X-Rated: Maybe “X-rated” only if you run with the Family Council. Instead, we’ll suggest “titillating” to describe the Pretty Things Peep Show, which came to Revolution twice in 2010. Here’s how Times contributor Sam Eifling described the troupe’s Valentine’s Day gig on his blog (sameifling.com): “Picture strip-teasing cheesecake all dolled up like Suicide Girls inspired by Vargas pinups, peeling off pieces of sailor suits to reveal their birthday suits. One bustier-clad lass, Heather Holiday, swallowed swords in the early act and then swallowed fire in the second, blowing the latter into a billowing dragon ball that could be felt from the crowd.” LM.

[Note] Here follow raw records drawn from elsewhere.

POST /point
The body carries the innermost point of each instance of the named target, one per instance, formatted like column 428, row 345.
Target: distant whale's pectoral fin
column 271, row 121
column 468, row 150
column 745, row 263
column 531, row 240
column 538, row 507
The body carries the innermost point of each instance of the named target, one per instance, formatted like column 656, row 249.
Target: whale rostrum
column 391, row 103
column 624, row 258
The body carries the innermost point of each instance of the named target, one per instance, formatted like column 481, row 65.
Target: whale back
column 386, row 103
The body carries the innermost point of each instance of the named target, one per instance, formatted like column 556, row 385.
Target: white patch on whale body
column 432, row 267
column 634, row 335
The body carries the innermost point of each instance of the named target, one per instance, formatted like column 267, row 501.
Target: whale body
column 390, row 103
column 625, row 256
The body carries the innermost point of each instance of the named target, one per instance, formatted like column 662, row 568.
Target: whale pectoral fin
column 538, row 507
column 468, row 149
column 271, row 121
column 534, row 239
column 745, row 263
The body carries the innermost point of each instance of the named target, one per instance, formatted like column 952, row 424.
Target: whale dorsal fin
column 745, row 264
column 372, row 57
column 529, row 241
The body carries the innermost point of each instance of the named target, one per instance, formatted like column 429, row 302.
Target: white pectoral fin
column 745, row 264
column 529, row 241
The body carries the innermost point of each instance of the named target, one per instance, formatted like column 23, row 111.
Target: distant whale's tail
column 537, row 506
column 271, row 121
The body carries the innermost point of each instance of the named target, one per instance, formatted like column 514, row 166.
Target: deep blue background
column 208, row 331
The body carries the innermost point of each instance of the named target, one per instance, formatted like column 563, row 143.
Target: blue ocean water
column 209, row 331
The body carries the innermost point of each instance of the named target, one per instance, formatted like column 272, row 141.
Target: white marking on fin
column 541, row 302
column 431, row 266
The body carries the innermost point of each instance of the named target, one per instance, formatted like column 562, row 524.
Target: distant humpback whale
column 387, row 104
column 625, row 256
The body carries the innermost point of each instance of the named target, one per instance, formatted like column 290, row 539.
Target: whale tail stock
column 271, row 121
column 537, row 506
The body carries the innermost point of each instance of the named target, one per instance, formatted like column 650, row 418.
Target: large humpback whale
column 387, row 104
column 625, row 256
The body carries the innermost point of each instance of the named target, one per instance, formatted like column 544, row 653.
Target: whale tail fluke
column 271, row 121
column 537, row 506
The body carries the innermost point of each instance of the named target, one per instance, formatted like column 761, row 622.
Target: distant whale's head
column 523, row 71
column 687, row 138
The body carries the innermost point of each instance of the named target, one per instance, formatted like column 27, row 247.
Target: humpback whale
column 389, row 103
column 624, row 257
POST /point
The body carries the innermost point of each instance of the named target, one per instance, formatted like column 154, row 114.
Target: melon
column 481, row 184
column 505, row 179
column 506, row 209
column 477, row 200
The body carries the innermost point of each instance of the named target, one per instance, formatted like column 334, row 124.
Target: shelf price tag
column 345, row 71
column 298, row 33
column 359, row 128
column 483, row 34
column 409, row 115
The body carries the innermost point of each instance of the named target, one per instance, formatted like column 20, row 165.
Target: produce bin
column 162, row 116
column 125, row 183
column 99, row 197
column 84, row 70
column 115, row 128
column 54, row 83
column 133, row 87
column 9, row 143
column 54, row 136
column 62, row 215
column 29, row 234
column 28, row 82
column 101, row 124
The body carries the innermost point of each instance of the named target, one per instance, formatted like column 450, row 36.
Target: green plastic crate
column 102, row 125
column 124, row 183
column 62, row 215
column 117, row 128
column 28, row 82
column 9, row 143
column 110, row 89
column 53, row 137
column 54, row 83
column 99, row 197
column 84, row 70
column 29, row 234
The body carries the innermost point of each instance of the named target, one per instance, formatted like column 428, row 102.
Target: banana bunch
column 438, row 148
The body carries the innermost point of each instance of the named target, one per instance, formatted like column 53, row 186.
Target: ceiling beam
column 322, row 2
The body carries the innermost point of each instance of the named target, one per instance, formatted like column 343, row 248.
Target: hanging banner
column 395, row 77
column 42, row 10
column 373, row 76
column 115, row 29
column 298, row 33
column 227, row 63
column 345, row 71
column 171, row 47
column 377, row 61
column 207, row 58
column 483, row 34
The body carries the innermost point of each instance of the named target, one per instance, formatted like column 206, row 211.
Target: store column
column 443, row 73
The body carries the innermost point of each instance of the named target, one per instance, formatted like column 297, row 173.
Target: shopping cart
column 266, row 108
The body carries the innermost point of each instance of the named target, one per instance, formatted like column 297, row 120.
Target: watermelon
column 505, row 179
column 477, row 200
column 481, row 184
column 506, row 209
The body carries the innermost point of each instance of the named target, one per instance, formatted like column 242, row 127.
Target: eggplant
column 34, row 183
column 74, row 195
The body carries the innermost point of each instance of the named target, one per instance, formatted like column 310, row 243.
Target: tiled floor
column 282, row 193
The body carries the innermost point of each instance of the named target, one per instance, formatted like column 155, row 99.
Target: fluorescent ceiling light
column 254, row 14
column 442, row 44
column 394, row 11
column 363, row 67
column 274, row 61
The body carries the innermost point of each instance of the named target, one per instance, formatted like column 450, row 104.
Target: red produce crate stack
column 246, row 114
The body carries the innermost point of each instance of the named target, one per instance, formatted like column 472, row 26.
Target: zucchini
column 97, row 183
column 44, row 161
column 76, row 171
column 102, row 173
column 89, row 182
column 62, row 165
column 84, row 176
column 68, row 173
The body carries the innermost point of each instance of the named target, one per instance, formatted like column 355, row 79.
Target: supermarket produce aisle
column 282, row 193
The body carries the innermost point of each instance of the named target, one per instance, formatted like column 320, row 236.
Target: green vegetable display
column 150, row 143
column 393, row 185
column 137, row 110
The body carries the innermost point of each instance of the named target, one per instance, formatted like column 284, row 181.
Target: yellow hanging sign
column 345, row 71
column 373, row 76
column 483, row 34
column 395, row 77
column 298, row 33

Year’s best concerts This year had more great concerts than our amp-addled heads can recall, so in the name of brevity, here’s a quick rundown (in no particular order) of what still stands out at year’s end: Lil Wayne’s menacing rap bravado at Verizon Arena; Ho-Hum’s one-night stand at Vino’s 20th anniversary; Robert Plant, with a voice undiminished by the years, and the Band of Joy putting on a clinic at Robinson Center Music Hall; a top-notch Times New Viking using its one date between tours with Pavement and Guided by Voices to rock White Water Tavern; John Prine calmly proving why he’s a living legend at Robinson Center Music Hall; ghoul-punk god Danzig’s Halloween-time rager at The Village; Loudon Wainwright III, self-deprecating as ever, at The Aud in Eureka Springs; Titus Andronicus’ punk history lesson at Revolution; one of Brooks & Dunn’s final shows at Verizon Arena; Drive-By Truckers’ “lights-out” set at Revolution; Xiu Xiu weirding out the capacity crowd at Sticky Fingerz; Old 97s’ powering return to Little Rock at Revolution; The Body destroying Juanita’s P.A. in no more than 20 minutes; Lightning Bolt’s stunning avant-punk set at ACAC and the innumerable shows from local and area bands which prove, time and time again, that Arkansas is filled with talent. JT.

Zombies Vampires were so 2009. For better or worse, America’s flirtation with zombies has burst into a full-blown obsession with the reanimated dead. AMC’s “The Walking Dead” is the year’s water-cooler show of choice (at least around the Times office) and no fewer than 70 full-length zombie flicks of varying legitimacy were released over the year. In-depth zombie debates left the comic book stores and became de rigeurrghrhgrrr. Arkansas certainly wasn’t immune to the fervor. The sadly deceased walked along downtown for the Little Rock Zombie Walk in October and UCA writing professor Robin Becker released “Brains: A Zombie Memoir,” a well-received new addition to the zombie lit canon through HarperCollins Publishers. JT.